SELECT sequence_count('(?1)(?2)', date, number = 1, number = 5) FROM sequence_count_test3;

+----------------------------------------------------------------+
| sequence_count('(?1)(?2)', `date`, `number` = 1, `number` = 5) |
+----------------------------------------------------------------+
| 1 |
+----------------------------------------------------------------+

This is a very simple example. The function found the event chain where number 5 follows number 1. It skipped number 7,3,4 between them, because the number is not described as an event. If we want to take this number into account when searching for the event chain given in the example, we should make a condition for it.

Now, perform this query:

SELECT sequence_count('(?1)(?2)', date, number = 1, number = 5, number = 4) FROM sequence_count_test3;

+------------------------------------------------------------------------------+
| sequence_count('(?1)(?2)', `date`, `number` = 1, `number` = 5, `number` = 4) |
+------------------------------------------------------------------------------+
| 0 |
+------------------------------------------------------------------------------+

The result is kind of confusing. In this case, the function couldn’t find the event chain matching the pattern, because the event for number 4 occurred between 1 and 5. If in the same case we checked the condition for number 6, the sequence would count the pattern.

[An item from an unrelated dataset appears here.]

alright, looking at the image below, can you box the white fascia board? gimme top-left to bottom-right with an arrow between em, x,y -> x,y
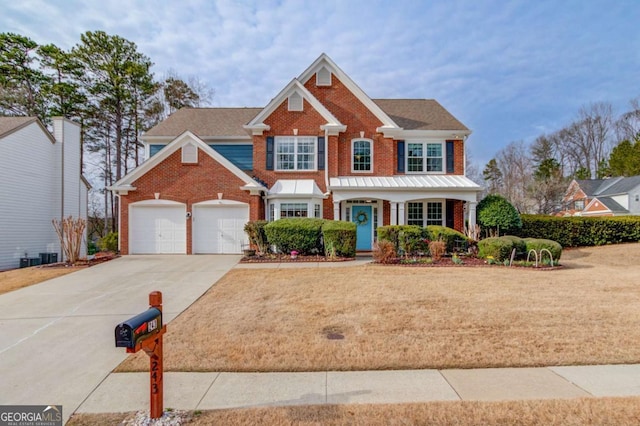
378,128 -> 473,139
298,54 -> 398,129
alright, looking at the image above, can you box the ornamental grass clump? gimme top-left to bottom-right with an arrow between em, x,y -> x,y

SELECT sequence_count('(?1)(?2)', date, number = 1, number = 5, number = 6) FROM sequence_count_test3;

+------------------------------------------------------------------------------+
| sequence_count('(?1)(?2)', `date`, `number` = 1, `number` = 5, `number` = 6) |
+------------------------------------------------------------------------------+
| 1 |
+------------------------------------------------------------------------------+

keywords

SEQUENCE_COUNT